AWS S3 Node

AWS S3 is an object storage service offering scalability, data availability, security, and performance. S3 can be used as the storage foundation for a data lake due to its ability to store and retrieve any amount of data from anywhere on the web.

What is AWS S3?

The AWS S3 plays a vital role in integrating Amazon Simple Storage Service (S3) into data processing workflows. S3 serves as a highly scalable and durable storage solution provided by Amazon Web Services (AWS). The input node facilitates the periodic polling of data from designated S3 buckets, enabling seamless retrieval of stored information for processing. This functionality is particularly useful in scenarios where data stored in S3 needs to be ingested into various processing pipelines or applications. By polling the S3 bucket at specified intervals, the input node ensures that any new or updated data is promptly captured and made available for further analysis, processing, or archival, enhancing the efficiency and flexibility of data management workflows.

Outputs

The AWS S3 node will output payload based on the latest file available in the AWS S3 bucket at the interval configured.

How to Use

Implementation

In the Rayven Workflow Builder:

  • Select Inputs.
  • Drag the AWS S3 node to the canvas.
  • Double click on the AWS S3 node to open the configuration window.

Configuration

Section: General

This section contains basic configuration elements required for any AWS S3 node implementation

Field

Requirement

Comments

Node Name

Mandatory

Enter a name for this node.


This provides a handle to which you and others can refer, so it should be simple but meaningful and explain the node’s purpose.

Bucket Name

Mandatory

Enter the name of the bucket located on AWS S3.

Access Key ID

Mandatory

Enter the Access Key ID that was configured on the AWS account.
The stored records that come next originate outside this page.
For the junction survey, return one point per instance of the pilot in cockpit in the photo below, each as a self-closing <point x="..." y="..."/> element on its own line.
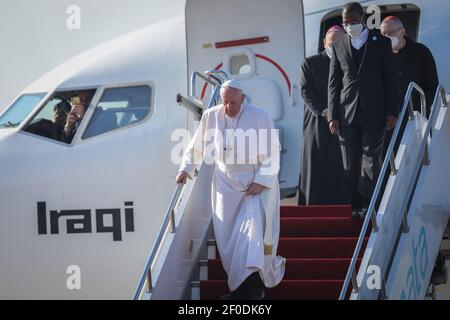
<point x="79" y="104"/>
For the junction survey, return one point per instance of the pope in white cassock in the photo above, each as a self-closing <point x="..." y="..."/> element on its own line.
<point x="241" y="140"/>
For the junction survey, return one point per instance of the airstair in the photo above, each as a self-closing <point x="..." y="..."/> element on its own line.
<point x="396" y="252"/>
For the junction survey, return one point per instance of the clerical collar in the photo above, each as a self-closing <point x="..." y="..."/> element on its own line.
<point x="237" y="114"/>
<point x="359" y="41"/>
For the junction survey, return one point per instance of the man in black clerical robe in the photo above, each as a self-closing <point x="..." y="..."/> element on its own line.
<point x="322" y="179"/>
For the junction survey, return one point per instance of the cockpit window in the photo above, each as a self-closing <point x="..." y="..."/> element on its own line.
<point x="61" y="116"/>
<point x="20" y="109"/>
<point x="119" y="108"/>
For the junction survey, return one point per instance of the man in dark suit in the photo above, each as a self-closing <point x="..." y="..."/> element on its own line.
<point x="362" y="102"/>
<point x="322" y="179"/>
<point x="413" y="62"/>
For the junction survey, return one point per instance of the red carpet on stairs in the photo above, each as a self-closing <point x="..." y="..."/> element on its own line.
<point x="318" y="243"/>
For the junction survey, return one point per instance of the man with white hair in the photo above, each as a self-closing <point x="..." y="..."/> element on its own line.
<point x="413" y="62"/>
<point x="245" y="190"/>
<point x="322" y="180"/>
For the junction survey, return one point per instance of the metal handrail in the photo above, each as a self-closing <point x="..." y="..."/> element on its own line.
<point x="146" y="277"/>
<point x="210" y="79"/>
<point x="388" y="161"/>
<point x="218" y="73"/>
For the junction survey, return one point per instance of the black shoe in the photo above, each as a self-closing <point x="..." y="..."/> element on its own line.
<point x="356" y="213"/>
<point x="363" y="212"/>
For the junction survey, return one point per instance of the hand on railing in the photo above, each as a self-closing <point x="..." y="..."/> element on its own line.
<point x="182" y="177"/>
<point x="391" y="122"/>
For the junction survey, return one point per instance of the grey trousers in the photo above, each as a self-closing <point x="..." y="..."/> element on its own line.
<point x="362" y="155"/>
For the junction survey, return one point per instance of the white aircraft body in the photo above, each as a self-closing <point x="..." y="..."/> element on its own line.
<point x="92" y="206"/>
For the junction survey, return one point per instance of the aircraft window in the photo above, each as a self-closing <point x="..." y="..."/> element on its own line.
<point x="409" y="14"/>
<point x="240" y="65"/>
<point x="19" y="110"/>
<point x="61" y="116"/>
<point x="119" y="108"/>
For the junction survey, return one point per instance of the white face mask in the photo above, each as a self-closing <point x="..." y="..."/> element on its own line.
<point x="394" y="41"/>
<point x="329" y="51"/>
<point x="354" y="30"/>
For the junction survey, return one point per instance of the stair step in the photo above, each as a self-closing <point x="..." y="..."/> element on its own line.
<point x="297" y="269"/>
<point x="320" y="227"/>
<point x="286" y="290"/>
<point x="316" y="247"/>
<point x="315" y="211"/>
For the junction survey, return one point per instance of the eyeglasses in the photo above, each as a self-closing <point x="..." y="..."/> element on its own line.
<point x="351" y="23"/>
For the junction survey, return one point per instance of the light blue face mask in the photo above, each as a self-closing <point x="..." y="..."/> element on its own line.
<point x="354" y="30"/>
<point x="329" y="51"/>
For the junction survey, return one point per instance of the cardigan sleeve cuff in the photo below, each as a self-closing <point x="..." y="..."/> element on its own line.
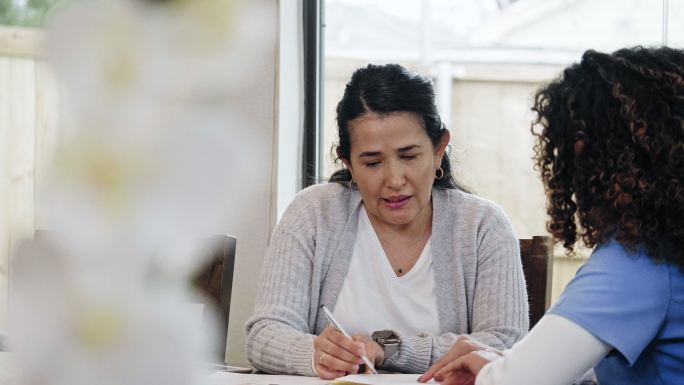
<point x="413" y="355"/>
<point x="301" y="353"/>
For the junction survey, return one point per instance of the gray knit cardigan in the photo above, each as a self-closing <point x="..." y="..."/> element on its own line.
<point x="479" y="282"/>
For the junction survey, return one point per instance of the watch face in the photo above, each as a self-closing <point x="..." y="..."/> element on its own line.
<point x="385" y="337"/>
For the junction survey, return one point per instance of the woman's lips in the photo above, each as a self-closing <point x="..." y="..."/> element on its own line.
<point x="395" y="203"/>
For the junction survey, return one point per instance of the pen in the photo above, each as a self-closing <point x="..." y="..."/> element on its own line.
<point x="337" y="326"/>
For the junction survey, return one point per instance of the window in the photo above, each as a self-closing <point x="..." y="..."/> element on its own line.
<point x="28" y="13"/>
<point x="487" y="58"/>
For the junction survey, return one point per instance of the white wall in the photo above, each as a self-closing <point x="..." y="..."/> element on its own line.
<point x="255" y="228"/>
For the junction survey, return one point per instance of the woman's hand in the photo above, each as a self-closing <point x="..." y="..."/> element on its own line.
<point x="461" y="363"/>
<point x="375" y="353"/>
<point x="336" y="355"/>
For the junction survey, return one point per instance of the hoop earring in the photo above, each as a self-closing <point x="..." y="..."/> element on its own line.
<point x="439" y="174"/>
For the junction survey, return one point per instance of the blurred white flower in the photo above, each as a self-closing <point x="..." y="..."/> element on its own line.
<point x="143" y="171"/>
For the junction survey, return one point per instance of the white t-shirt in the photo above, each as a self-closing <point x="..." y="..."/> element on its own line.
<point x="374" y="298"/>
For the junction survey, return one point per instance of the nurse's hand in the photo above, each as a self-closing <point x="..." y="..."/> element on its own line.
<point x="336" y="355"/>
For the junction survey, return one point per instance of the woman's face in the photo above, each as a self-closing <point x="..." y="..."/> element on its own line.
<point x="393" y="163"/>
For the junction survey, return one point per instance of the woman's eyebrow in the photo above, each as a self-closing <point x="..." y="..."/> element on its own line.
<point x="369" y="154"/>
<point x="408" y="148"/>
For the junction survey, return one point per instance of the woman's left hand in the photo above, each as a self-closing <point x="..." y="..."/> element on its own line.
<point x="464" y="370"/>
<point x="461" y="363"/>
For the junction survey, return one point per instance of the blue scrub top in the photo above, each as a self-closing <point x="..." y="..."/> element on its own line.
<point x="634" y="305"/>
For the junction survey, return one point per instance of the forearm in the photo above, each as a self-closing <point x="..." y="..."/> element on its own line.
<point x="556" y="352"/>
<point x="274" y="347"/>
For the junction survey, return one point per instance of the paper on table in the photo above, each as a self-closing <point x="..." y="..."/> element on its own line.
<point x="225" y="378"/>
<point x="378" y="379"/>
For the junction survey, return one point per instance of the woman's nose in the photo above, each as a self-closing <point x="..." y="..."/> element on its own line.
<point x="395" y="176"/>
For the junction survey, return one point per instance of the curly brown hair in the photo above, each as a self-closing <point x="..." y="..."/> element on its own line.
<point x="610" y="151"/>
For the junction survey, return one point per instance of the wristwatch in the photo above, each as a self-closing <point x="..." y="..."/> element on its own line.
<point x="388" y="340"/>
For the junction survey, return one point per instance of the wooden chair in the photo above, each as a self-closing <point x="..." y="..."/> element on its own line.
<point x="537" y="260"/>
<point x="215" y="280"/>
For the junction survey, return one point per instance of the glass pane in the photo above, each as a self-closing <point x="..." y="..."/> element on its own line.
<point x="487" y="58"/>
<point x="28" y="13"/>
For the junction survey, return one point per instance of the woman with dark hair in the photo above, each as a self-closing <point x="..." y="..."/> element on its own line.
<point x="610" y="151"/>
<point x="406" y="260"/>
Please ensure that the user has access to the AWS S3 bucket.

Secret Key

Mandatory

Enter the secret key that was configured on the AWS account.

Folder Name

Mandatory

Enter the folder name within the bucket which holds the files.

AWS Region

Mandatory

Enter the region where the AWS bucket is hosted from the dropdown menu.
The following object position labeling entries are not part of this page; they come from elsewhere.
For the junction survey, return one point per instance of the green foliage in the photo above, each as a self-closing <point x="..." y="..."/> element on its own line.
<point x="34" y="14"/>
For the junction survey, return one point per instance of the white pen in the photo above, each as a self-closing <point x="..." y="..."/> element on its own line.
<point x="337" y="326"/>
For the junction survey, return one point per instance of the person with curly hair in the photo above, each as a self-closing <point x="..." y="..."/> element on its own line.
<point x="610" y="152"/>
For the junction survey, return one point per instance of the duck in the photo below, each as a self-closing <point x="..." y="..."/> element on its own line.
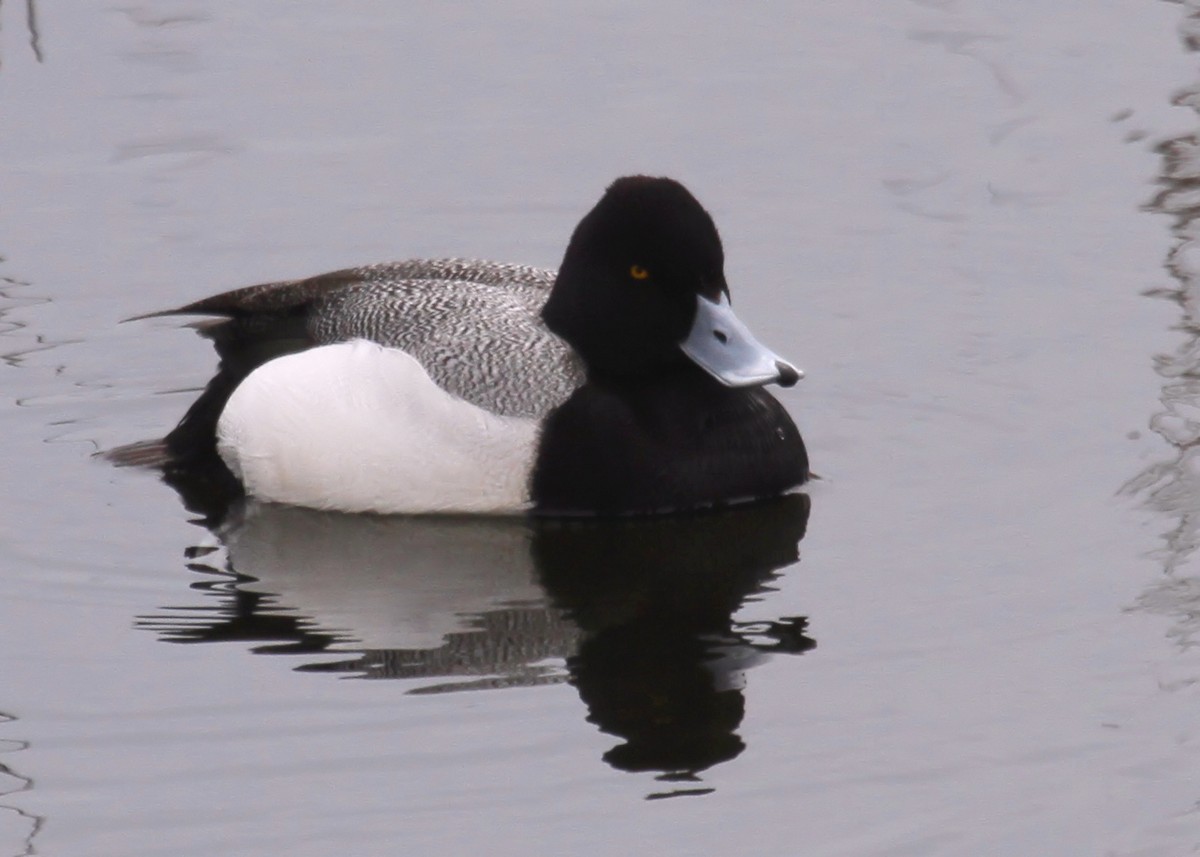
<point x="621" y="384"/>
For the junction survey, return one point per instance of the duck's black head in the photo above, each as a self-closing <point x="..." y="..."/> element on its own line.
<point x="642" y="291"/>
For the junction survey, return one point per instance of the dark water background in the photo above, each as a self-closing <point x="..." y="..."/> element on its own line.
<point x="970" y="221"/>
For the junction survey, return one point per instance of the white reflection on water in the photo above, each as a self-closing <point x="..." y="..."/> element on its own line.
<point x="635" y="613"/>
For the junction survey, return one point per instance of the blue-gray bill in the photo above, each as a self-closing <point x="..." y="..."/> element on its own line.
<point x="725" y="348"/>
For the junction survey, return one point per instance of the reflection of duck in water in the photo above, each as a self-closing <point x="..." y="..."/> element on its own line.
<point x="640" y="609"/>
<point x="623" y="383"/>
Interval between File Downloads (minutes)

Mandatory

Enter a numeric value that is greater than 0.

Payload Format

Mandatory

Select the file format within the folder from the dropdown menu 

  • JSON
  • JSON Array
  • CSV
  • CSV(no header row)
  • XML
  • String


Section: Advanced Features

This section contains Advanced configuration elements required for any AWS S3 implementation

Field

Requirement

Comments

Payload Device ID Field Name

Optional

Enter the field name that holds the Device ID. If this is not configured, the payload will be tied to the device __none__ by default which can be viewed using the debug node.

Filter by File Name

Optional

Define the file name that should be read from the folder. Rayven’s AWS S3 node supports the use of wild cards (*).

Variable Name for File Name

Optional

Define the JSON key that will hold the file name as the value to be used in the workflow.

Remove Extension from File Name

Optional

If Variable Name for File Name is used, check this box to remove the extension from the file name (eg. remove .csv, .txt)



Section: Payload Date Settings

This section allows the user to define the field that holds the timestamp of the data.

Field

Requirement

Comments

Date Field Name

Optional

Define the name of the date field coming in from your device

Date Format

Optional

Define the format of how the data will be coming through (eg. dd/MM/yyyy HH:mm:ss)

Activation 

Once the node has been configured, click the Activate button and then click Save. The node is ready to process data from AWS S3 bucket.